Author's note: special thanks to my amazing fantabulous wonderful beta, Xirysa.
An Immortal Emperor in a Mundane Universe
murmuring reminiscence, flittering memory,
fluttering evaporation, trembling immortality
the future, past, and present me
The emperor of Grado never laughs. When he smiles at all, a rare sight, it is a mockery, a twisted half-smirk that bares the slightest glimpse of teeth and lends a feral glint to his eyes. There is nothing gentle in his long strides, nothing kind in his quiet, almost demure speech. Sometimes he wonders if there ever was.
There are scraps of a timid prince hanging in his vision, bits and pieces of a torn-up boy with silly loves and sillier dreams, blocking his view of the present and the future. It seems everyone he knows wants to reach out and grasp those tiny shreds of who they think he is, and he does not know how to refuse them what they so dearly desire.

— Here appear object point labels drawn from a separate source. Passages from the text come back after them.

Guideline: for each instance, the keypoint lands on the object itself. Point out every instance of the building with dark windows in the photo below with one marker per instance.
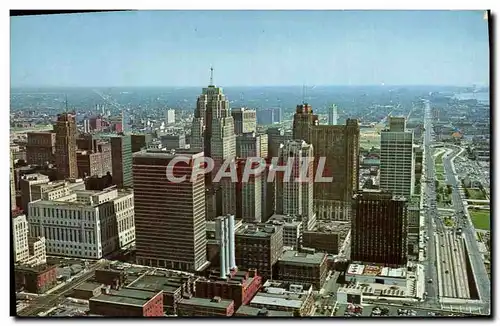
(65, 154)
(169, 216)
(379, 228)
(121, 151)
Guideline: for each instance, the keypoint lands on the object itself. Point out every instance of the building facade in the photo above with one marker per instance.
(245, 120)
(65, 130)
(397, 165)
(40, 147)
(294, 187)
(84, 223)
(170, 216)
(379, 228)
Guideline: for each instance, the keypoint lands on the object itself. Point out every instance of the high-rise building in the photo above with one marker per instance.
(13, 205)
(213, 127)
(248, 194)
(121, 151)
(276, 137)
(340, 146)
(379, 228)
(295, 195)
(65, 130)
(170, 116)
(397, 163)
(169, 216)
(245, 120)
(259, 246)
(20, 237)
(41, 147)
(332, 115)
(140, 141)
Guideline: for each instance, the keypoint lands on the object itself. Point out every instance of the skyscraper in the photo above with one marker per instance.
(213, 128)
(332, 115)
(170, 116)
(379, 228)
(169, 216)
(65, 154)
(121, 151)
(397, 163)
(245, 120)
(295, 196)
(340, 146)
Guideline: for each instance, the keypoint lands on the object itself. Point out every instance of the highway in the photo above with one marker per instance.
(476, 259)
(431, 213)
(48, 301)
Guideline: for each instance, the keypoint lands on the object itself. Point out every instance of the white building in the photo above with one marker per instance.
(170, 116)
(20, 238)
(295, 196)
(87, 224)
(292, 229)
(397, 163)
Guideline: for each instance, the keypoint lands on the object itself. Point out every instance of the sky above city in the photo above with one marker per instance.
(250, 48)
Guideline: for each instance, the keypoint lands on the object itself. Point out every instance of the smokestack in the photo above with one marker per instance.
(226, 243)
(220, 235)
(231, 237)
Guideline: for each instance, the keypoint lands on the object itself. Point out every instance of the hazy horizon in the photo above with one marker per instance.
(250, 49)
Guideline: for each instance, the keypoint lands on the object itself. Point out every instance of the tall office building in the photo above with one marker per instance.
(170, 116)
(41, 147)
(249, 194)
(121, 151)
(379, 228)
(245, 120)
(340, 146)
(396, 158)
(332, 115)
(13, 205)
(213, 127)
(169, 216)
(295, 196)
(65, 154)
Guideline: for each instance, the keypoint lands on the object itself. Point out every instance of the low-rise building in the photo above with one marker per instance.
(35, 279)
(87, 224)
(376, 274)
(304, 267)
(127, 303)
(239, 287)
(191, 306)
(285, 296)
(258, 246)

At times he tries to glimpse at them himself, to remember just a little more than he does. Bits and pieces, drowned by the echoes of laughter in his mind and the flash of fire at the back of his eyes. He is holding something – someone? – and on his knees sobbing, on his knees begging, but he does not know for what or why or who. He is watching armies of things he cannot understand, things that ask him for orders in silent stares, but they do not obey the words he screams: go away, go away, for all that is holy, please, go away –
And he is on his throne looking up as the councilors come to tell him his visitors have arrived, hearing his voice saying "Show them inside", watching the men scurry away like insects beneath his gaze.

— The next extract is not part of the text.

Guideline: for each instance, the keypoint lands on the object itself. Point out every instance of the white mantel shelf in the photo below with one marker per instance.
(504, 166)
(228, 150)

He does not know their faces, their names, not as he once knew others. Everyone he knew is lost to him, gone with a whispered apology from beneath a dark hood, gone with a word about a fallen brother, gone in silence out of loyalty to a lost king. It is fitting to sit here alone, adrift in a sea of faceless names and nameless faces, an emperor without allies, facing problems he cannot begin to comprehend.
Slowly, he stands, though his knees are weak and his breath is short. He wonders, for a fleeting moment, what might happen if he were to faint. Perhaps some kind assassin will do the deed he swears he hears whispered at every turn, slide his blade quietly against the white of his throat and let another puppet take his place. Even awake, he would not object. He wants to fall and let the floor swallow him up, drag him down to the depths of the darkness that creeps just beyond his reach. It will never happen, not today, not tomorrow. It is just a daydream, just a fantasy, like all the other things lingering beyond his reach.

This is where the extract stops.